For technical details check the related medium post! Please contact if you need professional face detection & recognition project with the super high accuracy.
- Faces are Tracking, Cropping and Saving as Images from Video
- Images are Saving from Video With Appropriate Path Hierarchy
If you want to investigate some aspect of facial recognition or facial detection. One thing you are going to want is a variety of faces that you can use for your system. You can create your own face detection/recognition database by this program. face_recognizer.py recognizes the faces from video, crop and save them as an image under appropriate path hierarchy.
Once we have acquired the face data, we’ll need to read it in our program. In the demo applications I have decided to read the images from a very simple CSV file. Why? Because it’s the simplest platform-independent approach I can think of. However, if you know a simpler solution please ping me about it. Basically all the CSV file needs to contain are lines composed of a filename followed by a ; followed by the label (as integer number), making up a line like this:
/path/to/image.ext;0
You don’t really want to create the CSV file by hand. I have prepared you a little Python script create_csv.py that automatically creates you a CSV file.

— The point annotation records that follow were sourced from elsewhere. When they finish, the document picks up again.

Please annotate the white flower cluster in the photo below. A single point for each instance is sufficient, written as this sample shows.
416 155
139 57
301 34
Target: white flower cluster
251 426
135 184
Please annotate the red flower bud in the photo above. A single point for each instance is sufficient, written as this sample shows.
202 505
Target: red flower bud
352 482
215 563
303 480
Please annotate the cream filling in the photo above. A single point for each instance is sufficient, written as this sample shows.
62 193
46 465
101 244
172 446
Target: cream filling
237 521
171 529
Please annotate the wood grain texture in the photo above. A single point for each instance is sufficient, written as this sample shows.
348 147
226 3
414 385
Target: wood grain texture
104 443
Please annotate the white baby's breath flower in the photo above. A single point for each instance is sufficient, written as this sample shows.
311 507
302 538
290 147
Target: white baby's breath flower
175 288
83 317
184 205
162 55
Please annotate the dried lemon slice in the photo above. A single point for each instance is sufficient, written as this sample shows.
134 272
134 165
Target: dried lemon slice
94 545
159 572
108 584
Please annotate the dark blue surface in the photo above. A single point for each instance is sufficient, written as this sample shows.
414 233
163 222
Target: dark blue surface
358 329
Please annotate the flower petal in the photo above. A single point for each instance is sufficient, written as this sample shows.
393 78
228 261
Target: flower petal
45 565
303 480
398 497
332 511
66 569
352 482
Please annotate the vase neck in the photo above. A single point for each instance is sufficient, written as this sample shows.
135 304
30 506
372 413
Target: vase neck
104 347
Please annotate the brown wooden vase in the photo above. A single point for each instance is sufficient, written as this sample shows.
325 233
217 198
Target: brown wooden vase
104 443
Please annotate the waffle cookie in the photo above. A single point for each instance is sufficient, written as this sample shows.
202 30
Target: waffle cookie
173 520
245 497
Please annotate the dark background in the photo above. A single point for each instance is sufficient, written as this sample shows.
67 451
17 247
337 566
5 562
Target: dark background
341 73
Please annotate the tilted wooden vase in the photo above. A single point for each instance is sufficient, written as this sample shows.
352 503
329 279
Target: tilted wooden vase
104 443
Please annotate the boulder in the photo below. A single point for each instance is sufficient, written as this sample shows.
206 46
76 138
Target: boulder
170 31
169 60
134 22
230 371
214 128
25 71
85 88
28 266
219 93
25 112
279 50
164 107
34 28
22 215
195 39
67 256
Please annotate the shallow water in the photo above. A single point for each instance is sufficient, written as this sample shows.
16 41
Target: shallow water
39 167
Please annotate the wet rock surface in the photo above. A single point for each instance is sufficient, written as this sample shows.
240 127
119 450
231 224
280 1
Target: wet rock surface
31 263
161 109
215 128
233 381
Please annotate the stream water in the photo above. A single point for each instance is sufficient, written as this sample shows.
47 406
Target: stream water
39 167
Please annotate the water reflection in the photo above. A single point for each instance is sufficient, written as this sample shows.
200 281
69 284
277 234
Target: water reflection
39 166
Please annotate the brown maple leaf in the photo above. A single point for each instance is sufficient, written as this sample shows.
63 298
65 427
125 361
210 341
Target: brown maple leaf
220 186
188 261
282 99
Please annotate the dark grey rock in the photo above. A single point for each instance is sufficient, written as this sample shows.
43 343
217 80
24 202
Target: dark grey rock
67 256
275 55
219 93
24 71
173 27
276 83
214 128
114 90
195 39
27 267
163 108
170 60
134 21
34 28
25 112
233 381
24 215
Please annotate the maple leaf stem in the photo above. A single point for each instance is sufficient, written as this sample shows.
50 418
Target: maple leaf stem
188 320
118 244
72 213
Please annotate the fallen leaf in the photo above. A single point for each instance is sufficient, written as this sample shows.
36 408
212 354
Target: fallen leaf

face_recognizer.py calls create_csv.py and it can save the output as a csv file so you will have your own face detection/recognition dataset.
1.) Python and pip
Python is automatically installed on Ubuntu. Take a moment to confirm (by issuing a python -V command) that one of the following Python versions is already installed on your system:
- Python 2.7
- Python 3.3+
The pip or pip3 package manager is usually installed on Ubuntu. Take a moment to confirm (by issuing a pip -V or pip3 -V command) that pip or pip3 is installed. We strongly recommend version 8.1 or higher of pip or pip3. If Version 8.1 or later is not installed, issue the following command, which will either install or upgrade to the latest pip version:
$ sudo apt-get install python-pip python-dev # for Python 2.7
$ sudo apt-get install python3-pip python3-dev # for Python 3.n
2.) dlib
Install dlib prerequisites
The dlib library only has four primary prerequisites: Boost Boost.Python CMake X11/XQuartx
Installing CMake, Boost, Boost.Python, and X11 can be accomplished easily with apt-get :
$ sudo apt-get install build-essential cmake
$ sudo apt-get install libgtk-3-dev
$ sudo apt-get install libboost-all-dev
$ wget https://bootstrap.pypa.io/get-pip.py
$ sudo python get-pip.py
Install dlib with Python bindings
The dlib library doesn’t have any real Python prerequisites, but if you plan on using dlib for any type of computer vision or image processing, I would recommend installing:
- NumPy
- SciPy
- scikit-image
These packages can be installed via pip :
$ pip install numpy
$ pip install scipy
$ pip install scikit-image
Years ago, we had to compile dlib manually from source (similar to how we install OpenCV). However, we can now use pip to install dlib as well:
$ pip install dlib
3.) face_recognition 1.2.1
In this project, Adam Geitgey's face recognition system (thanks a lot to Adam) was used for face recognition and it can be installed by pypi using pip3 (or pip2 for Python 2):
pip3 install face_recognition
Just run face_recognizer.py
The default file paths are specified already, change them with yours. (edit the line 17, line 20, line 80, line 89 in face_recognizer.py)
- The sample database and dataset can be found at here
If you use this code for your publications, please cite it as:
@ONLINE{frc,
author = "Ahmet Özlü",
title = "Face Database Creator",
year = "2017",
url = "https://github.com/ahmetozlu/face_recognition_crop"
}
Ahmet Özlü
This system is available under the MIT license. See the LICENSE file for more info.